People in Oklahoma City who want to leave a legacy may want to explore the option of setting up a charitable trust. There are significant advantages, though the benefits typically only apply to people who are looking to make sizeable contributions.

According to the IRS, a charitable trust is not tax exempt, and the proceeds from it may be donated to one or more causes. In most cases, these trusts are treated as a private foundation. The advantages of setting up such a trust include the following: 

  •        The trust's creator can take an income tax deduction that may be spread over five years
  •        The donated property is no longer considered part of the person's estate and is therefore not included when estate taxes are determined
  •        Using highly appreciated property such as real estate or stock can help the creator avoid capital gains taxes.

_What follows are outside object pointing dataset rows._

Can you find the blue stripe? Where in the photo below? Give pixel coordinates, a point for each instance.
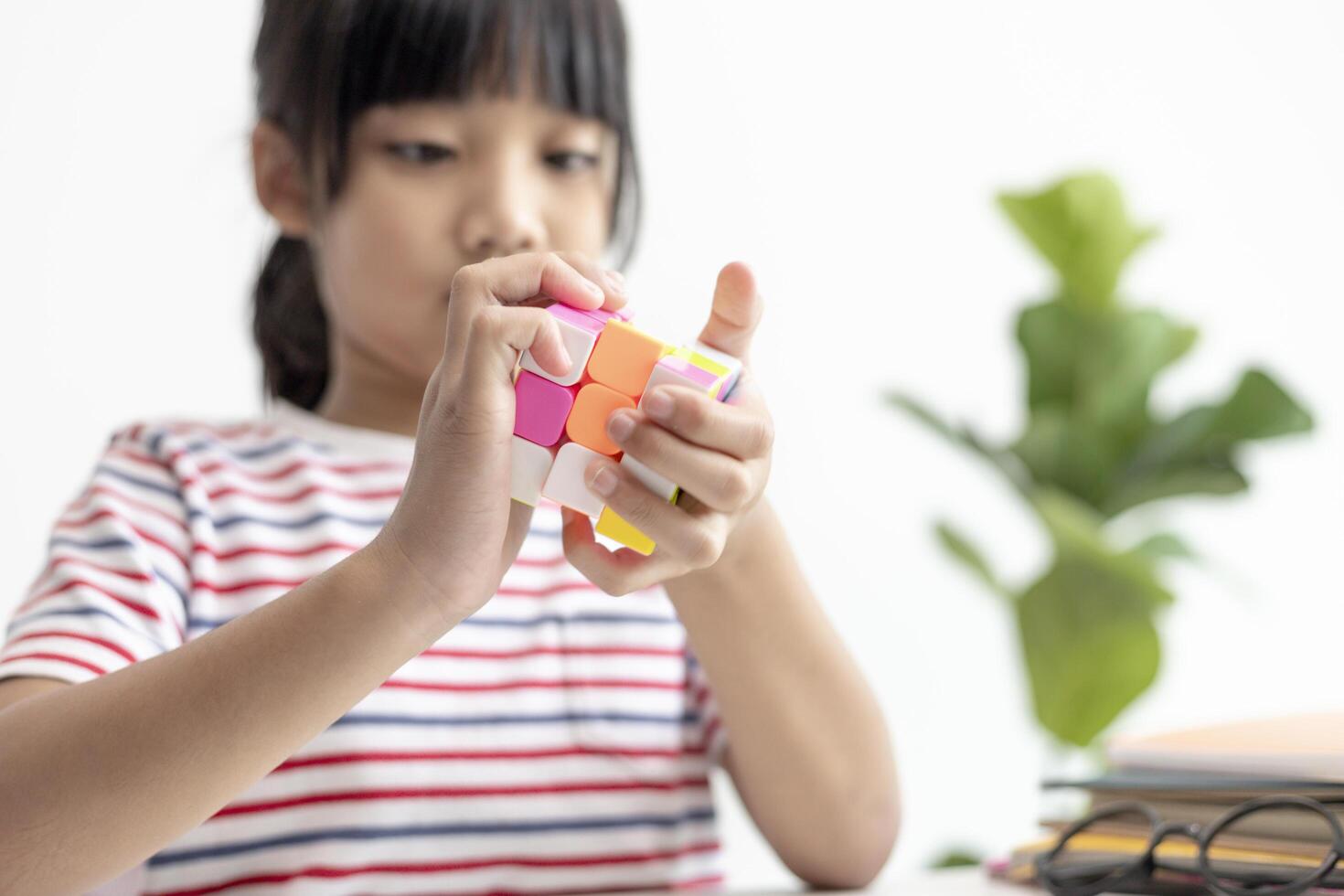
(539, 719)
(431, 830)
(199, 623)
(134, 480)
(85, 612)
(262, 450)
(286, 524)
(125, 546)
(280, 524)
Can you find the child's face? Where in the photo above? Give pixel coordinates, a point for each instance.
(436, 186)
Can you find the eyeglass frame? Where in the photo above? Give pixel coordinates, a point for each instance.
(1146, 863)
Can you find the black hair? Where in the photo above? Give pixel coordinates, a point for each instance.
(319, 63)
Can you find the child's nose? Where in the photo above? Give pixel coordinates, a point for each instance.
(502, 222)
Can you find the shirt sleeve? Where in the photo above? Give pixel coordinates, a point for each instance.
(703, 706)
(113, 589)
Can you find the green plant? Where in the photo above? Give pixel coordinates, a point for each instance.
(1090, 449)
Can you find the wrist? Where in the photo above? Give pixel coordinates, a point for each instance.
(426, 612)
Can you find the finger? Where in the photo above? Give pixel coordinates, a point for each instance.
(496, 336)
(611, 281)
(694, 538)
(512, 280)
(734, 314)
(741, 427)
(720, 480)
(621, 571)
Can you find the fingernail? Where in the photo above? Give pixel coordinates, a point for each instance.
(605, 481)
(657, 404)
(620, 426)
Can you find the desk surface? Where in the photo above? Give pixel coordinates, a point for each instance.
(960, 881)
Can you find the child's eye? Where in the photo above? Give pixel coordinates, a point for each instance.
(421, 152)
(571, 160)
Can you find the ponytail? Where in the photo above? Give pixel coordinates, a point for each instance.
(289, 325)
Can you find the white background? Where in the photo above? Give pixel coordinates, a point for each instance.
(849, 154)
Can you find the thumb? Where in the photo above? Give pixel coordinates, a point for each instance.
(735, 312)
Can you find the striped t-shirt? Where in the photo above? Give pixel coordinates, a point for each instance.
(557, 741)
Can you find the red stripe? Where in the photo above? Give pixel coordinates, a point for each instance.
(58, 657)
(434, 868)
(560, 652)
(140, 506)
(303, 493)
(483, 755)
(526, 684)
(101, 643)
(463, 793)
(59, 560)
(120, 517)
(143, 609)
(294, 466)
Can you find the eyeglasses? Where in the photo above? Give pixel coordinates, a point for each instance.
(1080, 870)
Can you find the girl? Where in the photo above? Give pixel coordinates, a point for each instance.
(323, 650)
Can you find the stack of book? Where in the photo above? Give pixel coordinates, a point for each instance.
(1195, 776)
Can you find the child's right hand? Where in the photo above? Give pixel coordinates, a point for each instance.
(454, 524)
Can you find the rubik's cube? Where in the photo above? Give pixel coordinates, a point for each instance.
(560, 421)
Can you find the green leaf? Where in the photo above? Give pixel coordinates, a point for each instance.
(1081, 228)
(1067, 453)
(1089, 375)
(960, 547)
(1090, 647)
(1260, 409)
(1164, 546)
(1078, 535)
(1194, 453)
(957, 859)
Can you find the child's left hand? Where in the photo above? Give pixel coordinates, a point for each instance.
(718, 453)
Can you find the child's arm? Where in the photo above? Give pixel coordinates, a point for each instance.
(100, 775)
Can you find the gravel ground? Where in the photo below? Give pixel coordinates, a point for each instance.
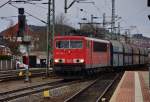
(62, 94)
(12, 85)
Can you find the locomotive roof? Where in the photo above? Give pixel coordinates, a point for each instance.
(98, 40)
(83, 37)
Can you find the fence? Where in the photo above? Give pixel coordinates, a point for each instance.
(7, 65)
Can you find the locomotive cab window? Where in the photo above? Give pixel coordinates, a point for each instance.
(62, 44)
(69, 44)
(99, 47)
(76, 44)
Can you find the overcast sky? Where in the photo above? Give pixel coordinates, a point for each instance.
(133, 13)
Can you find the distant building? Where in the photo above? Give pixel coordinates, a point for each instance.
(140, 40)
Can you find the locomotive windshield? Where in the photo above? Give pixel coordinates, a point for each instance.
(69, 44)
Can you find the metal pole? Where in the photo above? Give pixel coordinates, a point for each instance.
(149, 75)
(91, 19)
(113, 17)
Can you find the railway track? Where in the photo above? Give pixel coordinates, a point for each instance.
(7, 76)
(13, 94)
(97, 91)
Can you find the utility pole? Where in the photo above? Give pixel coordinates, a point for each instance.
(50, 32)
(118, 37)
(104, 20)
(113, 17)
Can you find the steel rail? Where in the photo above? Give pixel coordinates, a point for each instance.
(108, 87)
(32, 90)
(104, 89)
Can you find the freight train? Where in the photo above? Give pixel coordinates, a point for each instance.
(84, 54)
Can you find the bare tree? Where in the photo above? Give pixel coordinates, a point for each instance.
(61, 19)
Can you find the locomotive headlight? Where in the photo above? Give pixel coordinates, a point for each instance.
(81, 60)
(56, 60)
(78, 60)
(59, 60)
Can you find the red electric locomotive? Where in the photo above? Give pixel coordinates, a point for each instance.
(85, 55)
(79, 54)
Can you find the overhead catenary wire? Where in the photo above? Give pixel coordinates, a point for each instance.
(30, 14)
(5, 3)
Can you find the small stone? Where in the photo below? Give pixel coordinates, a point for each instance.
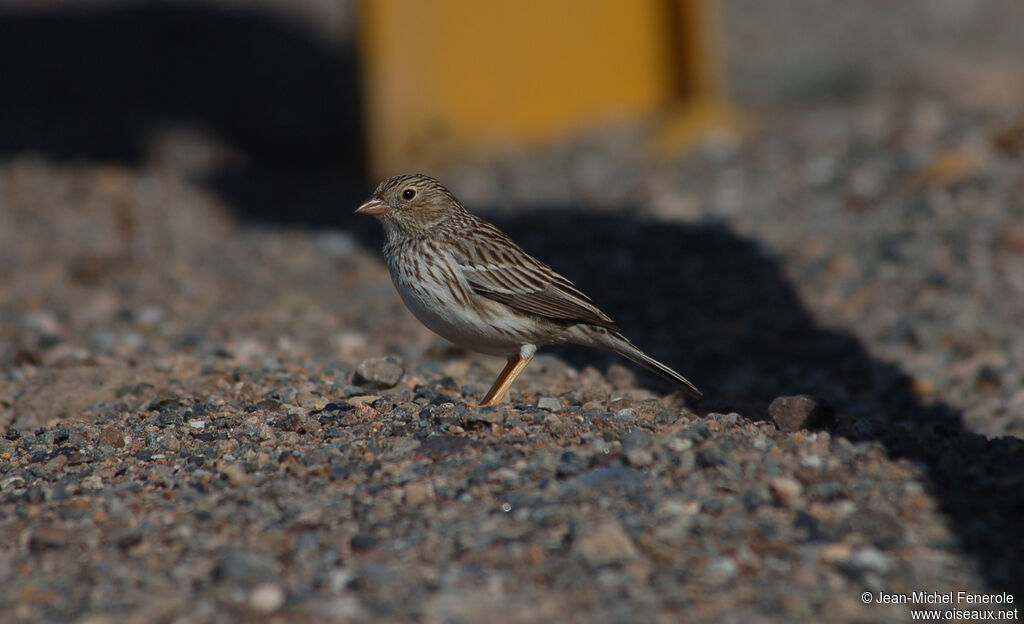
(837, 552)
(569, 464)
(550, 404)
(800, 412)
(55, 464)
(607, 544)
(379, 373)
(363, 542)
(48, 537)
(266, 597)
(722, 569)
(786, 491)
(502, 475)
(708, 458)
(112, 437)
(245, 568)
(870, 559)
(235, 474)
(418, 492)
(639, 457)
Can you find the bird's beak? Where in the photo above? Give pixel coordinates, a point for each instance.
(373, 206)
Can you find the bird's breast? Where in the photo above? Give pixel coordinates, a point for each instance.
(434, 290)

As Forbes magazine points out, there are two types of such trusts: charitable lead trusts and charitable remainder trusts. A charitable remainder trust enables someone to set up the trust and transfer it to the property that will be donated to a charity that has been approved by the IRS. The charity will act as the trustee and manage that property, giving a portion of any income the property generates to either the person who created the trust or someone else who has been named. When the creator of the trust passes away or the end of a specified term expires, the property is donated to the charity.

A charitable lead trust is similar, though the payouts are made to the charity, and not the creator of the trust or other non-charitable entity. Experts note that people who are making smaller donations to nonprofit organizations may not need to set up a trust and should consult with a professional to determine the proper course of action.